Axelspire

Certificate Discovery in Practice

In every enterprise certificate estate we have audited, the number of certificates discovered in production exceeds the number recorded in the central CLM by between 20% and 60%. The gap is structural, not exceptional. Closing it — and keeping it closed — is the operational function called discovery.

Part of: Enterprise PKI Operating Model — the pillar page for the operations library.

Discovery is treated as a feature in most CLM marketing material. It is not a feature. It is a discrete operational domain with its own data flows, its own failure modes, its own measurement criteria, and its own dedicated tooling — usually multiple tools, because no single source has complete visibility.
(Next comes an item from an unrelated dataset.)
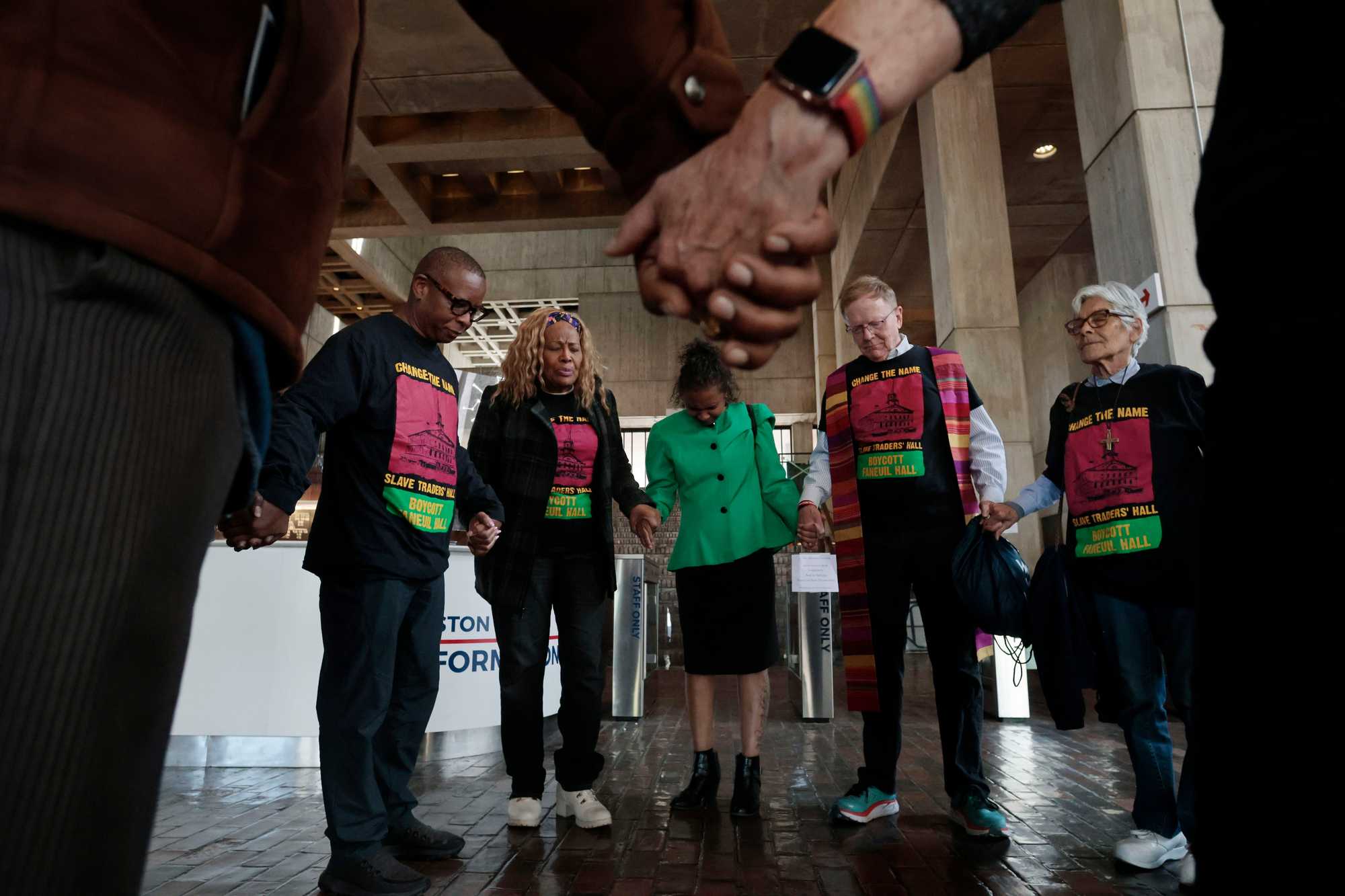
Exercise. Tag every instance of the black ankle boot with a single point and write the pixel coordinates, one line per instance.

Most teams treat discovery as a project. It is not. It is a continuous operational function that most organisations under-fund until the first major incident. After the incident, funding appears for one budget cycle, the immediate backlog gets cleared, and within twelve months the gap has reopened — because nobody changed the underlying staffing model. The pattern repeats every time leadership changes.
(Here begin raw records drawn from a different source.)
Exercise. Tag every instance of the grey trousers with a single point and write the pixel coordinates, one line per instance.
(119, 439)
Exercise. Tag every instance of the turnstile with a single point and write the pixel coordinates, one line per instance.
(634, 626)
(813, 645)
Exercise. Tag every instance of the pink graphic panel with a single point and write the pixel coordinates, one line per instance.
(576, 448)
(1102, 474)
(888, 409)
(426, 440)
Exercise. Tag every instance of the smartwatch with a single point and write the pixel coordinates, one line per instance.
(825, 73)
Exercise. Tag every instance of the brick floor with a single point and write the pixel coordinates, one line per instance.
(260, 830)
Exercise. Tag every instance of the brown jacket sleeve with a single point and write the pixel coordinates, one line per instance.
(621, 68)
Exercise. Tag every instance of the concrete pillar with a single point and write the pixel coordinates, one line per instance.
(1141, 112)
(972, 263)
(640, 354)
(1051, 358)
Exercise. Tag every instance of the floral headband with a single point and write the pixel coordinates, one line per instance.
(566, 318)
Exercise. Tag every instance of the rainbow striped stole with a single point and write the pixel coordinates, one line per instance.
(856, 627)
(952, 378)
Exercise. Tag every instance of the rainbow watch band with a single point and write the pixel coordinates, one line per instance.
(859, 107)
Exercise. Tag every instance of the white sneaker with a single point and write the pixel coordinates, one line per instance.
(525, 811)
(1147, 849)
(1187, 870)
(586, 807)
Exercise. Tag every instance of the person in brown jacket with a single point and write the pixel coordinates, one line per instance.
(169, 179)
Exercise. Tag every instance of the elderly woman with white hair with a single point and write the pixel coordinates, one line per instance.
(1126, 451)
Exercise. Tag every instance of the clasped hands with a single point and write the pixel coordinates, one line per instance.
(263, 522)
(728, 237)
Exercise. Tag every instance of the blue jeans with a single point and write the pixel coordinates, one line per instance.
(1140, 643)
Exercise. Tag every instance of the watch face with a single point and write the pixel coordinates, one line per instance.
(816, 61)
Featured Tool Runs fully in-browser

PKI Health Radar

Drag the sliders to assess your current posture — scores update instantly.

Why the gap exists

Certificates enter production through paths the CLM doesn't see. The patterns are predictable:

Direct issuance from cloud-native CAs. AWS Certificate Manager, Google-managed certificates in GCP, Azure Key Vault certificates. Each cloud provider issues certificates that often bypass the central CLM entirely. The application teams using these certificates are not deliberately routing around the CLM — they are using the path of least resistance their cloud platform offers.

Self-signed certificates in internal traffic. Service-to-service mTLS, internal admin interfaces, monitoring agents, container ingress. Self-signed certificates are functionally invisible to most CLMs because they were never issued by an authority the CLM is integrated with.

Legacy certificates from departed teams. Acquisitions, decommissioned products, deprecated services. Certificates were issued at the time, the team that owned them moved on, the certificate is still deployed and still working until it expires unexpectedly.

Shadow IT and unauthorised CAs. Certificates issued from internal CAs that were stood up for a project, never decommissioned, and continue issuing certificates that no-one with central PKI responsibility knows about.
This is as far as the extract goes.